Employer also presented the testimony of Dr. Bozentka, a board-certified orthopedic surgeon who treated Claimant from November of 1997 to May 3, 1999. His review of Claimant’s records revealed that Claimant injured her right elbow in a July 14, 1997 automobile accident. Dr. Bozentka concluded that the November 13, 1998 work-related accident did not materially contribute to Claimant’s pre-existing medial epicondylitis and carpal tunnel syndrome. In addition, even if the November 13, 1998 work-related accident exacerbated these pre-existing injuries, Dr. Bozentka testified that Claimant had returned to her pre-injury baseline condition by the time of his May 1999 examination. (N.T. 5/17/2000, p. 25). Dr. Bozentka also testified that he reviewed the jobs that Mr.
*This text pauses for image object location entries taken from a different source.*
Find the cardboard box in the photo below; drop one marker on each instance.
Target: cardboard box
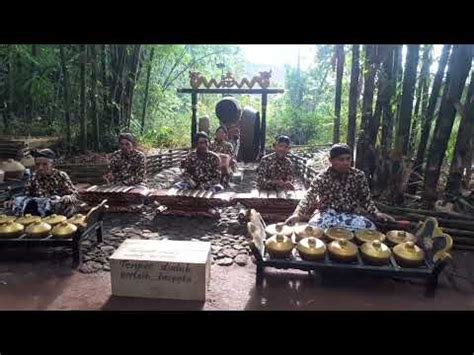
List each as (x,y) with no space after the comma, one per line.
(161,269)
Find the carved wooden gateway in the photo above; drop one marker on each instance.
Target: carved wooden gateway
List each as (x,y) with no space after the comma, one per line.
(229,85)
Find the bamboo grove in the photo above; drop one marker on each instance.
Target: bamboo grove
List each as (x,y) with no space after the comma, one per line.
(411,126)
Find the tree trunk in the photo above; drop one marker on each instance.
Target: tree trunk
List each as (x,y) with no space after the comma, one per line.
(391,69)
(367,106)
(31,113)
(353,96)
(93,97)
(83,110)
(337,107)
(66,97)
(459,66)
(399,79)
(461,156)
(383,86)
(133,67)
(117,68)
(8,114)
(428,115)
(402,137)
(421,94)
(147,87)
(105,85)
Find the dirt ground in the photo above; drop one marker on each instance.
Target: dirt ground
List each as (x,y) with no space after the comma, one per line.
(40,282)
(40,279)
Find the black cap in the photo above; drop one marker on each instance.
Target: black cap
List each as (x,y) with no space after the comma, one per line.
(201,135)
(127,136)
(44,153)
(282,139)
(339,149)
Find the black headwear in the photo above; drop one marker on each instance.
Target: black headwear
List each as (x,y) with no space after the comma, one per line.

Meehan found were available and concluded that Claimant was physically capable of performing these jobs. (N.T. 5/17/2000, pp. 30-31).

In support of its petitions, Employer also presented the testimony of Donald F. Leatherwood, M.D., a board-certified orthopedic surgeon who examined Claimant on September 13, 1999. He took Claimant’s history, which revealed that she burned her hands on November 13, 1998 and that, as a result of this injury, she experiences numbness and tingling in her index, long and middle fingers. She also reported that she had injured her elbow a year earlier and that the pain in her elbow had recurred. After examining Claimant, Dr. Leatherwood concluded that she sustained a possible minor superficial burn during the November 13, 1998 work-related accident and a possible sprain/strain injury to her elbow. In addition, he opined that at the time of this accident Claimant suffered from the underlying injuries of bilateral carpal tunnel syndrome and medial epicondylitis of the right elbow but that the work-related injury did not materially contribute to these pre-existing injuries. (N.T. 3/29/2000, p. 31). He also concluded that Claimant has fully recovered from the injuries she sustained in the November 13, 1998 work-related accident. (N.T. 3/29/2000, pp. 21-22).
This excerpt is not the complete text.